Satellite Views of SO2 and Lava Thermal Anomalies from Volcanic Fissures in Hawaii

May 6, 2018

Satellite Views of SO2 and Lava Thermal Anomalies from Volcanic Fissures in Hawaii

SO2 plumes and Thermal Anomalies from Hawaii Eruption; May, 6th 2018

The slide shows a composite of satellite products to highlight plumes of Sulfur Dioxide and Hot spots from Lava erupting from Mt Kilauea and the new Fissures observed since May 3rd and May 4th in the Leilani areas.  The top panel shows a map of SO2 from the Tropomi sensor on the ESA Satellite Sentinel 5P for May 6th. Two main SO2 plumes are seen on the map emerging from the Kilauea crater ( Red triangle) and another source to the East is also visible. They eventually join further south to form only one big plume. Thermal Anomalies from NASA’s ASTER and VIIRS sensors on Terra and SNPP Satellites show the position of hot spots visible through Infrared sensors from both instruments. The so-called Lava Hot Spots are visible near the Kilauea crater, the Puʻu ʻŌʻō crater and the new fissures which have appeared on May, 3rd and May, 4th near the Leilani location, south of Pahoa. The ASTER yellowish color indicates the presence of SO2 in the atmosphere and confirm the presence of two main sources venting out from Kilauea and Leilani areas. Altogether, those  information can provide a view of the complex volcanic activities occurring in the Hawaii big Island and shed light on Lava spots and SO2 emissions venting out in the atmosphere which is affecting population on the ground.

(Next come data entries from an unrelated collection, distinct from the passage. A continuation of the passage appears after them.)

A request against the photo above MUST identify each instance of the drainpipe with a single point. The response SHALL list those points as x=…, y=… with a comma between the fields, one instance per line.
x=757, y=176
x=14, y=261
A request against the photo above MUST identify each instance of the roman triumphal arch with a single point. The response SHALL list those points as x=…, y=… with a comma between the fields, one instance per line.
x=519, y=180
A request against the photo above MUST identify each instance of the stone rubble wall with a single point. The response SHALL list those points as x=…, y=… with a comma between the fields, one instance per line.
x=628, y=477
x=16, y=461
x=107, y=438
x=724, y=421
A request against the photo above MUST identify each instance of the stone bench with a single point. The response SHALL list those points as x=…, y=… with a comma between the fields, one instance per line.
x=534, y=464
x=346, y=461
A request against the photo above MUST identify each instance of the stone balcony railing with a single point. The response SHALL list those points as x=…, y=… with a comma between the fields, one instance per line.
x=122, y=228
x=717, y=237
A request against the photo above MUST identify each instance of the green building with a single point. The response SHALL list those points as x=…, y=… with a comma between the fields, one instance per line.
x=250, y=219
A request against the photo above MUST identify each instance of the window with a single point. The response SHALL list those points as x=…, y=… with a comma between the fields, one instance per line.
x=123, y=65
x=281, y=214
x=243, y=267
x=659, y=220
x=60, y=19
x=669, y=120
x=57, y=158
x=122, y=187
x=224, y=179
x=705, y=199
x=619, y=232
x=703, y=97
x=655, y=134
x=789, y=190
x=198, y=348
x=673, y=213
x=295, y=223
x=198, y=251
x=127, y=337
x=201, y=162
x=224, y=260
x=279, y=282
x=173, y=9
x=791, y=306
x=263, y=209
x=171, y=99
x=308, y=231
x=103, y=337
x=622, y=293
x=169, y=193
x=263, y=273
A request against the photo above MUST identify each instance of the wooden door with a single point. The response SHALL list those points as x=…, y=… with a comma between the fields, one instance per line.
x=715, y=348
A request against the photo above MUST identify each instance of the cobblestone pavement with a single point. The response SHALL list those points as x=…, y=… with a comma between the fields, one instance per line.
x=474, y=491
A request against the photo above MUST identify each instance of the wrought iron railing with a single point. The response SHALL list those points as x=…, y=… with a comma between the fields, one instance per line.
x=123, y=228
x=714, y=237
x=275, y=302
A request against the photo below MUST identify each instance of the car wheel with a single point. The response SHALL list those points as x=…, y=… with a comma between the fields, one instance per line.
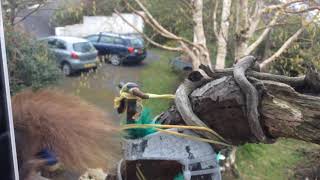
x=115, y=60
x=66, y=69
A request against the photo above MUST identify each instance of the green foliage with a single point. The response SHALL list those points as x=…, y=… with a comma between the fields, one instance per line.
x=304, y=50
x=30, y=63
x=271, y=161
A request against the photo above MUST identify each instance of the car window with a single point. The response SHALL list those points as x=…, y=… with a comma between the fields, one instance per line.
x=136, y=42
x=106, y=39
x=51, y=43
x=83, y=47
x=118, y=41
x=60, y=45
x=93, y=38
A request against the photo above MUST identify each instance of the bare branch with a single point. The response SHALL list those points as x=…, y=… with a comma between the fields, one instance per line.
x=214, y=18
x=280, y=6
x=146, y=37
x=156, y=23
x=264, y=34
x=303, y=10
x=282, y=49
x=29, y=14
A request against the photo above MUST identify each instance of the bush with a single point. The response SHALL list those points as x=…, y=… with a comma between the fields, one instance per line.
x=71, y=12
x=30, y=63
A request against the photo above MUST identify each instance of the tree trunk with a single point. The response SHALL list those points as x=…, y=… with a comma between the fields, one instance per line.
x=199, y=36
x=242, y=29
x=223, y=105
x=284, y=112
x=223, y=35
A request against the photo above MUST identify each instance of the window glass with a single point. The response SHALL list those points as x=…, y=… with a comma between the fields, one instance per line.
x=93, y=38
x=51, y=43
x=136, y=42
x=83, y=47
x=60, y=45
x=118, y=41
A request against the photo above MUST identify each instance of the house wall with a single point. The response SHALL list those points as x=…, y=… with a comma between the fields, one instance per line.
x=96, y=24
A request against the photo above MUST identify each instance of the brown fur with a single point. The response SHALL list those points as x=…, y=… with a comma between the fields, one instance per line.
x=76, y=131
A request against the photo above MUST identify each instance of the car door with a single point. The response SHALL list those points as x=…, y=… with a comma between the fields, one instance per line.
x=105, y=44
x=94, y=39
x=61, y=51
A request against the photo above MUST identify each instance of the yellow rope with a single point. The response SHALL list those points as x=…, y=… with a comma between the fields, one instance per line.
x=193, y=137
x=133, y=126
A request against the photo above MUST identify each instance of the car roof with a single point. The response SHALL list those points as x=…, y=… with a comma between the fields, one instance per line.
x=69, y=39
x=119, y=35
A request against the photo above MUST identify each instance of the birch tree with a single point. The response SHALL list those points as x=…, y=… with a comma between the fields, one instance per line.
x=249, y=18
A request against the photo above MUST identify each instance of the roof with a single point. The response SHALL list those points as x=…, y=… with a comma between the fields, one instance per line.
x=69, y=39
x=125, y=36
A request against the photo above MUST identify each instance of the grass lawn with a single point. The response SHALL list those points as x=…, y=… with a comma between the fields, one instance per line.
x=255, y=161
x=271, y=161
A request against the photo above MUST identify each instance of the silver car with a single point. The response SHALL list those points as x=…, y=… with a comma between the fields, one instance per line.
x=72, y=53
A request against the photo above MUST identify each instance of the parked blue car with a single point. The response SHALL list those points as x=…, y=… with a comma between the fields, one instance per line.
x=181, y=63
x=119, y=48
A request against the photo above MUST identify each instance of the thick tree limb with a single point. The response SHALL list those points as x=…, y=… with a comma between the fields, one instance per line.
x=184, y=106
x=251, y=94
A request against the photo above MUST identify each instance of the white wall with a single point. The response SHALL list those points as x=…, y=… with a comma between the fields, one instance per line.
x=96, y=24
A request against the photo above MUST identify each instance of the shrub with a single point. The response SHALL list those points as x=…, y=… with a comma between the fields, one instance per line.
x=30, y=63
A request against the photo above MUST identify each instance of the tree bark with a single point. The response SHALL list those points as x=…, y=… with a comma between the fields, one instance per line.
x=199, y=36
x=223, y=35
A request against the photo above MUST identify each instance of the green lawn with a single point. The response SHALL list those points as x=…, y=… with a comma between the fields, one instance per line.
x=270, y=161
x=255, y=161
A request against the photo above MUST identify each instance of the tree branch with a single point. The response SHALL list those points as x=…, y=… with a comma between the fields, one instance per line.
x=214, y=19
x=146, y=37
x=284, y=47
x=263, y=35
x=29, y=14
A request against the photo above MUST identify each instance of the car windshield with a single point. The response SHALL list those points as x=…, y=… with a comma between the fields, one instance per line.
x=83, y=47
x=136, y=42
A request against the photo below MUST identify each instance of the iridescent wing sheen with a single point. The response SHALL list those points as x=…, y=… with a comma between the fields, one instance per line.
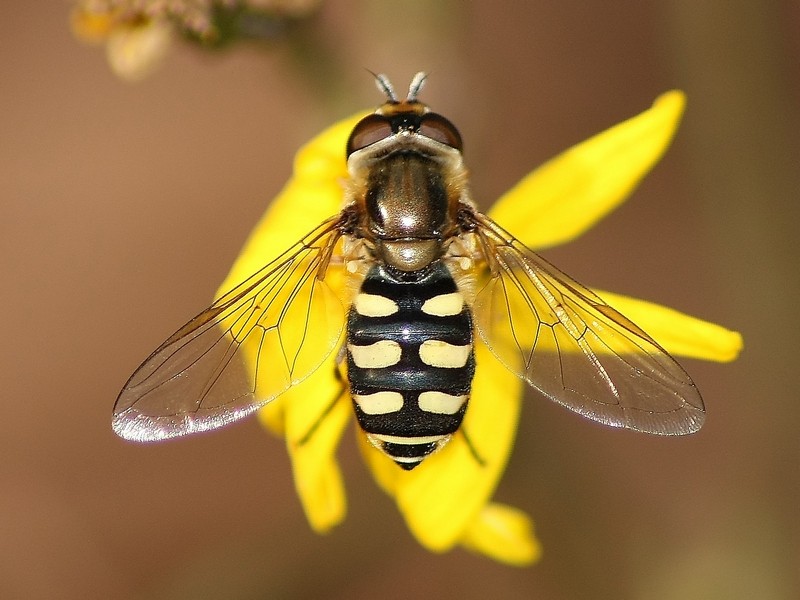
x=262, y=337
x=563, y=340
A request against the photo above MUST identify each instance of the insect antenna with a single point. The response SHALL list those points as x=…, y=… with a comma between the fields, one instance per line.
x=385, y=86
x=416, y=86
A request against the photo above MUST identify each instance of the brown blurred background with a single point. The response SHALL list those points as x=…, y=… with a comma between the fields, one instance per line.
x=123, y=206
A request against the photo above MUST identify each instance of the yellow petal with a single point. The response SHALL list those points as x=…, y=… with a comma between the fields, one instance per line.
x=442, y=497
x=679, y=333
x=570, y=193
x=505, y=534
x=313, y=194
x=92, y=26
x=135, y=50
x=314, y=422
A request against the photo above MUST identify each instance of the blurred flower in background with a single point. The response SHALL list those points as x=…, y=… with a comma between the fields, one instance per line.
x=137, y=34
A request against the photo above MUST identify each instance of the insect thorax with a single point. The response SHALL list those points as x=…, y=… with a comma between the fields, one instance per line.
x=410, y=360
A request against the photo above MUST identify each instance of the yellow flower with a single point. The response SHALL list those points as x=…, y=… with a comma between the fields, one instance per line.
x=136, y=43
x=446, y=500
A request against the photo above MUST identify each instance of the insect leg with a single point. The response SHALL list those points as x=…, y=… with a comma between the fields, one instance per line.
x=340, y=393
x=472, y=450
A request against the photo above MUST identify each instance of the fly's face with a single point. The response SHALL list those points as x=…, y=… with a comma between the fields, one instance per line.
x=409, y=326
x=407, y=180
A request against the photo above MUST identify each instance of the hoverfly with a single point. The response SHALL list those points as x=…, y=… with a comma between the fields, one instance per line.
x=428, y=275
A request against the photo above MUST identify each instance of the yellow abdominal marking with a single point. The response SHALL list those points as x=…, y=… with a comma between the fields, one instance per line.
x=436, y=353
x=441, y=403
x=444, y=305
x=376, y=356
x=371, y=305
x=379, y=403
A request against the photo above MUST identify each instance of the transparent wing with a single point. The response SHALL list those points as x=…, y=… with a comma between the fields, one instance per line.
x=252, y=344
x=563, y=340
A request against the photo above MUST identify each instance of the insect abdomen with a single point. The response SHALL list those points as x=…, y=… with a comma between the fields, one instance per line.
x=410, y=360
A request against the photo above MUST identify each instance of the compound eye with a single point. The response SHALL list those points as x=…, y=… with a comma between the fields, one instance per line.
x=438, y=128
x=368, y=131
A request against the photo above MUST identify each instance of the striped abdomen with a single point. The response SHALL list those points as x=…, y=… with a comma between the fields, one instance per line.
x=410, y=360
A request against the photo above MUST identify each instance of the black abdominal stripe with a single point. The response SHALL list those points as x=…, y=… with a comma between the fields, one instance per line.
x=410, y=360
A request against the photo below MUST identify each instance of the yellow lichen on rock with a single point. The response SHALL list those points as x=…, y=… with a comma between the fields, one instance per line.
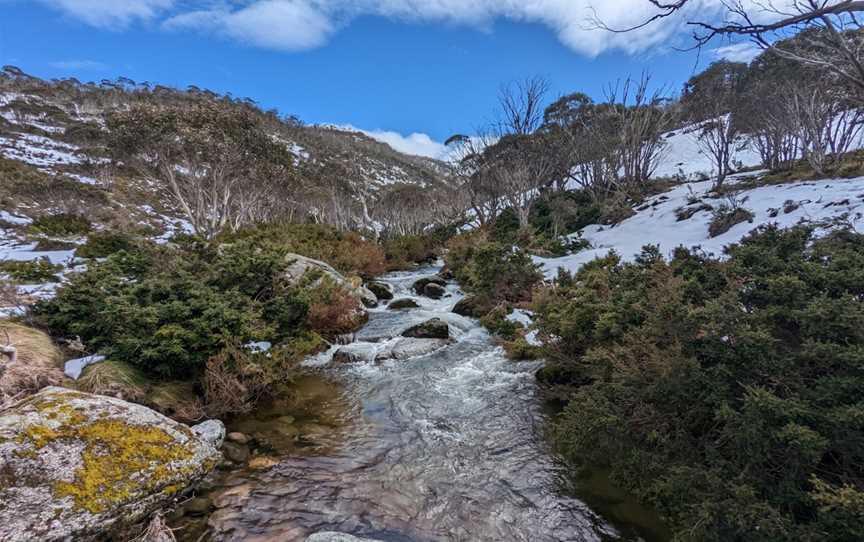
x=115, y=453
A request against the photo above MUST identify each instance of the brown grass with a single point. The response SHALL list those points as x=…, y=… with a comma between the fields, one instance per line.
x=39, y=363
x=115, y=379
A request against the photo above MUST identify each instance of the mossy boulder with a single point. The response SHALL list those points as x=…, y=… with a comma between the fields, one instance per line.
x=419, y=286
x=300, y=267
x=431, y=329
x=381, y=291
x=434, y=291
x=75, y=466
x=471, y=306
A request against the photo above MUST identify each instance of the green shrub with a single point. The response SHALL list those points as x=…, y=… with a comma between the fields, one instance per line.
x=724, y=393
x=495, y=272
x=497, y=323
x=167, y=310
x=63, y=224
x=105, y=243
x=409, y=249
x=31, y=271
x=564, y=212
x=521, y=350
x=348, y=252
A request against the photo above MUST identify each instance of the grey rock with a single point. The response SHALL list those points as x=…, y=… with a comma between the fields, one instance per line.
x=75, y=466
x=212, y=431
x=337, y=537
x=431, y=329
x=299, y=265
x=403, y=304
x=198, y=506
x=355, y=353
x=434, y=291
x=469, y=306
x=420, y=286
x=238, y=453
x=411, y=348
x=381, y=291
x=238, y=437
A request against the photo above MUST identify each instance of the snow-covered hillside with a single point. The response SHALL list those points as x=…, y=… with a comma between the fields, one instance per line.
x=824, y=204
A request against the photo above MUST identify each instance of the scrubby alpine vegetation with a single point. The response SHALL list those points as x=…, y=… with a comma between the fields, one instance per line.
x=725, y=393
x=686, y=269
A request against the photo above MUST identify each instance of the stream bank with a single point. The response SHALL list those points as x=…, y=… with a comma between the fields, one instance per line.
x=445, y=446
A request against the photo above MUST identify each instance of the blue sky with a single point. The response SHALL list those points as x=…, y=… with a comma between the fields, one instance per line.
x=423, y=67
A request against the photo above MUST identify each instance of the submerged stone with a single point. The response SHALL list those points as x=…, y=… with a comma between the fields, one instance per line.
x=431, y=329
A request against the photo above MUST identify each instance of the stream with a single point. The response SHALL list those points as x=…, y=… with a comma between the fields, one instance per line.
x=442, y=447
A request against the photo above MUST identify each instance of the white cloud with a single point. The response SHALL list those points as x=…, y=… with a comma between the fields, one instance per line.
x=294, y=25
x=79, y=65
x=417, y=144
x=737, y=52
x=287, y=25
x=110, y=13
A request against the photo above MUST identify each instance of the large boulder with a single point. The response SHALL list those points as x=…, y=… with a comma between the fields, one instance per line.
x=299, y=266
x=431, y=329
x=434, y=291
x=398, y=350
x=381, y=291
x=410, y=348
x=73, y=466
x=470, y=306
x=419, y=286
x=403, y=304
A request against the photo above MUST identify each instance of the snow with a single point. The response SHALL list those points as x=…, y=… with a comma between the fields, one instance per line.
x=39, y=151
x=6, y=216
x=9, y=250
x=683, y=158
x=819, y=202
x=74, y=367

Those information can be used to highlight areas affected by dangerous levels of sulfur Dioxide which can have serious health impacts for people on the ground. Thermal Anomaly maps are used to locate hot spots where Lava is erupting. The relative high resolution from ASTER and VIIRS (300-400m) are really unique to locate the new fissures which occurred in Leilani areas on May 3rd and May 4th and forced the evacuation of more than 1000 people.